Fermenting: Responsibly American Brown (Drink Responsibly) My first AG!
Bottled: Fuggles Larger/ale, Honey I'm Home Ale, Entropy Wheat, Dark Matter Ale, The Beer that Should Not Be (IPA)
A 'full boil' means the entire wort is boiled, so a 20 litre batch will involve putting 25(ish) litres on the stove. This is a must for all grain brewing.
A 'partial boil' involves boiling a smaller volume and then adding water with the wort to the fermenter to bring up to the disired batch volume. Add all fermentables to say 10 litres, boil that up, cool it, dump it to the fermenter and top up with water. Ideal for extract batches and partial mashes.

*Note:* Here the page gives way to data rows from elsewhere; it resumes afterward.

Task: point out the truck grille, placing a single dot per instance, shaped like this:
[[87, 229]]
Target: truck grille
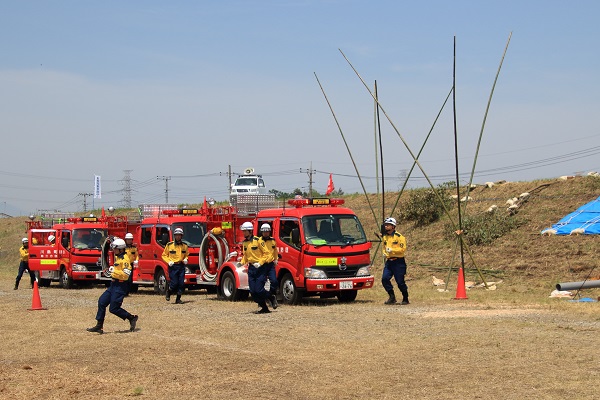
[[335, 272]]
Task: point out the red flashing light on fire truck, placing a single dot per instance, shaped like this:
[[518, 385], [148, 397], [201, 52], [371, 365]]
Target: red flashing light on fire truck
[[301, 202]]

undercover1 wrote:What's the BTU rating on one of those? Can't see it even in the enlarged pic.
I don't know about that particular model, but I've seen similar ones in Kmart and they are around 7,500 BTU.
What I'm not particularly sure about, is how much heat do you need for a full, 30 litre wort boil. Grain and Grape sell burners that pump out 130,000 BTU. That seems like a tremendous amount, though. I found a fairly cheap burner and Barbaques Galore that was 30,000 BTU but I baulked at buying it because I wasn't sure it would be enough.

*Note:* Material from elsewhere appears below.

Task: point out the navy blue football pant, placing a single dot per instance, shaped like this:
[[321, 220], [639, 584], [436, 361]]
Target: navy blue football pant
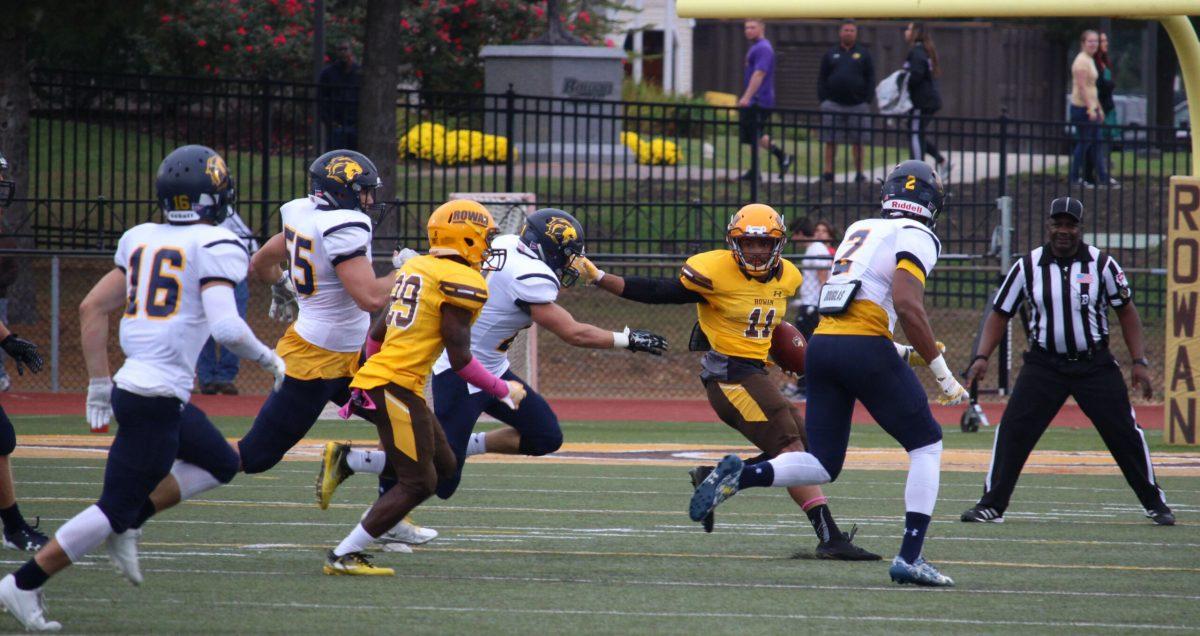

But if 7,500 works ok, then you can bet that 30,000 will be way more than enough.
undercover1 wrote:What's the BTU rating on one of those? Can't see it even in the enlarged pic.

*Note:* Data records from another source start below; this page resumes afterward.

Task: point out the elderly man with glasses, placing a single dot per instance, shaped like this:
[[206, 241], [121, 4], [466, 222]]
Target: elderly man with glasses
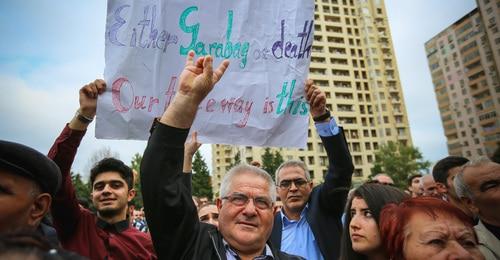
[[247, 195], [309, 224]]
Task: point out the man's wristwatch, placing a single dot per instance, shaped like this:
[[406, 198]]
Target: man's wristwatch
[[82, 118], [322, 117]]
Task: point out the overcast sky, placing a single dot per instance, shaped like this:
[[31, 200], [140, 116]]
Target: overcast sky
[[50, 48]]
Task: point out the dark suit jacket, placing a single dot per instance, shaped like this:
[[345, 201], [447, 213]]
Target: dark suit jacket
[[327, 200]]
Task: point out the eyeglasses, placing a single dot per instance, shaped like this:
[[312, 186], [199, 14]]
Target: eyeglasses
[[299, 183], [240, 200], [382, 183]]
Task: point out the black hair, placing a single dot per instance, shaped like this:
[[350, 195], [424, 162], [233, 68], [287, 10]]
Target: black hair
[[112, 165], [376, 197], [440, 170]]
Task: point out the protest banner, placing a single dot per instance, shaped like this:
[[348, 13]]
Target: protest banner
[[259, 101]]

I don't know about that particular model, but I've seen similar ones in Kmart and they are around 7,500 BTU.
What I'm not particularly sure about, is how much heat do you need for a full, 30 litre wort boil.
hey TF,
thanks for the BTU, i couldn't find it.
like i said, it's fine for what i'm doing at the moment, i'm sure it could manage a Partial boil, but yeah, anything over that would probably be a struggle, plus the fact that the large diameter of a pot required to do a boil that big would have a good part of the (hot) pot over the compartment where the gas cannister resides.
going to test it on my first Dinky Di Partial when my Grains arrive.